По дороге с горы сползло облако и врезало таким ливнем, что нестись расхотелось. Да и не очень хотелось. Туристический автопоезд был открытый, с лёгкой крышей, промокли все насквозь. Небо как обложило, так серым и осталось. Во время попытки поплавать, на более чем ограниченном пространстве, напоминавшем суп с клёцками, где только чужие головы, загребая, раздвигать не приходилось, спустилось над морем ещё одно облако, немедленно пролившееся противным тёплым дождём. На пляже бетонные коробки с крышами стояли, но сидеть было негде, да и не хотелось. Половину времени ждали, когда всех соберут, заберут и вернут на корабль, что после очередной гонки по зигзагообразной дороге и произошло. И это недоразумение гиды презентовали как лучший пляж на Карибах! Прочее в другой раз. Ночь на дворе, а впереди Средиземное море, Оманский залив и немного Чёрного моря. Сил нет.
Хорошо ночью работается. Никто особо не шумит, над душой никто не стоит, начальники (по крайней мере заводские), если они есть, дома спят, дети-внуки не пищат и играть с ними не требуют. Да и домашние звери десятый сон видят, не отвлекают. Чаю выпил или воды налил, в организм залил, чтобы глотка не сохла, и вперёд, за орденами. Интереснее всего было в детстве, с книжкой, под одеялом. Положено в девять вечера ложиться – дисциплина, у мамы не забалуешь, а книга до конца главы не дочитана. Майн Рид, Жюль Верн, Джек Лондон… На середине бросать? Ага. Сейчас. И тут на помощь приходит фонарик. Старый, серебристый, в металлическом корпусе, с лампочкой, дающей уютный круг рассеянного, чуть дрожащего света, толстенький, с коричневой кнопкой и небольшим полозком.
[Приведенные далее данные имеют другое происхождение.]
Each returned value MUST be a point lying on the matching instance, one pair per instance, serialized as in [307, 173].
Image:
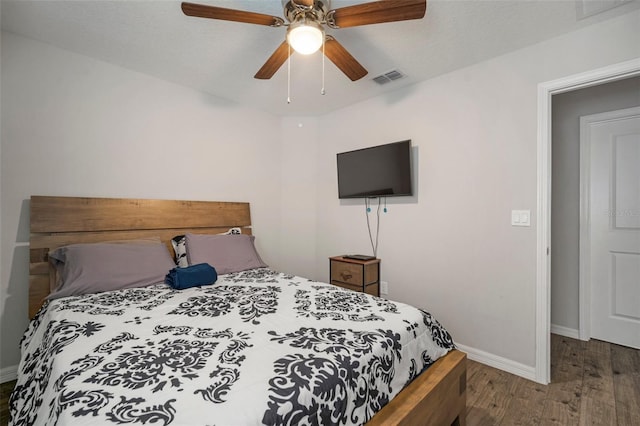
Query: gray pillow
[180, 249]
[226, 253]
[97, 267]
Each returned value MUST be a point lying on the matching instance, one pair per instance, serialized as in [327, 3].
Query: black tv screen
[378, 171]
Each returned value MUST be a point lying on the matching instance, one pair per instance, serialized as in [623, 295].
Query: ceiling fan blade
[343, 59]
[378, 12]
[214, 12]
[274, 62]
[307, 3]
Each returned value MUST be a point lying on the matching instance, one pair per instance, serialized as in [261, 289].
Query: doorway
[546, 92]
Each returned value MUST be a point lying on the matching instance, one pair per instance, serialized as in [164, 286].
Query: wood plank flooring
[592, 383]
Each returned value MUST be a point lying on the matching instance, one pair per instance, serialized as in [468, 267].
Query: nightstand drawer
[346, 273]
[358, 275]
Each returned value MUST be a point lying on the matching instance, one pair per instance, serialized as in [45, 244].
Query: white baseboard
[8, 374]
[565, 331]
[504, 364]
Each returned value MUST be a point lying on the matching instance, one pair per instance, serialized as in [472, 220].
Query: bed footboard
[437, 397]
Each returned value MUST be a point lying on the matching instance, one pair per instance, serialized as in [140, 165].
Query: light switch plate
[520, 217]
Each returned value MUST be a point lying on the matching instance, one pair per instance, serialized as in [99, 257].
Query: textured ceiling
[220, 57]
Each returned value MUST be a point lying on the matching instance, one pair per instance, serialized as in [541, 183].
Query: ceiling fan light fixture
[305, 36]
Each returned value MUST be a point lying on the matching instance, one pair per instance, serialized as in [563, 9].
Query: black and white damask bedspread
[258, 347]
Шторы должны быть непременно задёрнуты, чтобы из окна ни лучика не светило. Гардины тоже – мухи и комары не пройдут. Форточка открыта: свежий воздух – друг отдыхающего. Её только в сильные морозы закрывать надо, и то перед сном комнату проветривая, пока силы есть холод терпеть. Забираешься в кровать, под одеяло (естественно, в пододеяльнике – кто же без него спит, что мы, в лесу, что ли), укрываешься с головой, ворочаешься, укладываясь поудобней, стараясь под ноги и спину одеяло подоткнуть, чтобы ни щёлочки не осталось, и сворачиваешься поудобней, оставляя маленькую щёлочку в районе носа: свежим воздухом дышать. Напоминает лёжку белого медведя, как её себе по мультикам представляешь.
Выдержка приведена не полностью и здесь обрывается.